Get Email Updates

Get Text Alerts

Sign up for recreational and commercial text alerts

New Approach to Setting Recreational Accountability Measures for the Mid-Atlantic

Benefits fishermen while protecting vulnerable fish stocks

NOAA Fisheries has approved a change in the approach used to set recreational accountability measures (payback measures when annual catch limits are exceeded) in several Mid-Atlantic recreational fisheries through an omnibus amendment to these fishery management plans. This new approach, which was informed by measures suggested by the Mid-Atlantic Fishery Management Council will avoid a 1 million pound reduction in the recreational black sea bass fishery for 2014.

The new measures maintain strong accountability in the recreational summer flounder, scup, black sea bass, bluefish, and mackerel fisheries, without compromising the health of these important stocks.  This is because managers take into account the status of the stock and biological consequences of catch overages when determining accountability measures for exceeding catch limits. The new accountability measures only require a full payback of overages when the stock is in an unhealthy condition or under a rebuilding plan. Otherwise, managers take the overage into account when setting management measures in future years.
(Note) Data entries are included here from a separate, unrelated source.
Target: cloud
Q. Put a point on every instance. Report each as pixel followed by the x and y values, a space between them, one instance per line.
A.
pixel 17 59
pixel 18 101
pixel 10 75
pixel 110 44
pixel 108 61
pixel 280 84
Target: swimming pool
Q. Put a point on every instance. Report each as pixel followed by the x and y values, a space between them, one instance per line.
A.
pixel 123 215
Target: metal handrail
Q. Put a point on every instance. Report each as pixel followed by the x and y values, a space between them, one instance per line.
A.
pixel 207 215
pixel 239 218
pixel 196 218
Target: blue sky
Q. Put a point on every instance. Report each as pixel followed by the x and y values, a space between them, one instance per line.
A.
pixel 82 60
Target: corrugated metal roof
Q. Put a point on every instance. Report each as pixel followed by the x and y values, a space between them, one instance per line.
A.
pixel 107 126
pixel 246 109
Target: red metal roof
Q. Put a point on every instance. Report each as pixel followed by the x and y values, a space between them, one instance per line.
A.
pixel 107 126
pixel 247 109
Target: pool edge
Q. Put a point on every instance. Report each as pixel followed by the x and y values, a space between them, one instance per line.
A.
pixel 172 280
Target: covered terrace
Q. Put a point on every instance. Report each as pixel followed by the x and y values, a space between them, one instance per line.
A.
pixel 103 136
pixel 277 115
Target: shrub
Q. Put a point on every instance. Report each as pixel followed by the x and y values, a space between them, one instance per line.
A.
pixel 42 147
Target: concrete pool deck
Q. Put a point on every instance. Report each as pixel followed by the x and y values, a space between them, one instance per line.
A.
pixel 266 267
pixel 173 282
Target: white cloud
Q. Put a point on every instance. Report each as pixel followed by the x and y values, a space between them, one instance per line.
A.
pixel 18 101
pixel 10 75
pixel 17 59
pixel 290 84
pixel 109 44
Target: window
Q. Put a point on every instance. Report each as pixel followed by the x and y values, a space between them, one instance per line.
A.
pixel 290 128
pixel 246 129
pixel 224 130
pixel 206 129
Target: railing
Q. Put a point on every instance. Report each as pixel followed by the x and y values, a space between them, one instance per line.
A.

In the case of black sea bass, the stock is believed to be in a healthy condition, so no payback for the recreational fishery overage is necessary in 2014.  However, the council and NOAA Fisheries are discussing further management measure modifications that may be necessary in the future. 

NOAA Fisheries also announced that to avoid disproportional impacts on some state recreational fisheries, there will no longer be in-season recreational closures for the summer flounder, scup, black sea bass, bluefish, or mackerel fisheries. State fisheries vary by season. Delays in the availability of landings data can result in sudden fishery closures late in the fishing season, which impact states with late fall and winter fisheries (e.g., New Jersey, south). 

As a reminder, recreational management measures (bag limit, minimum size, and fishing season) for each of these fisheries are set independent of this action.  No recreational management measures currently in effect were modified through this action.  To view the final rule click here.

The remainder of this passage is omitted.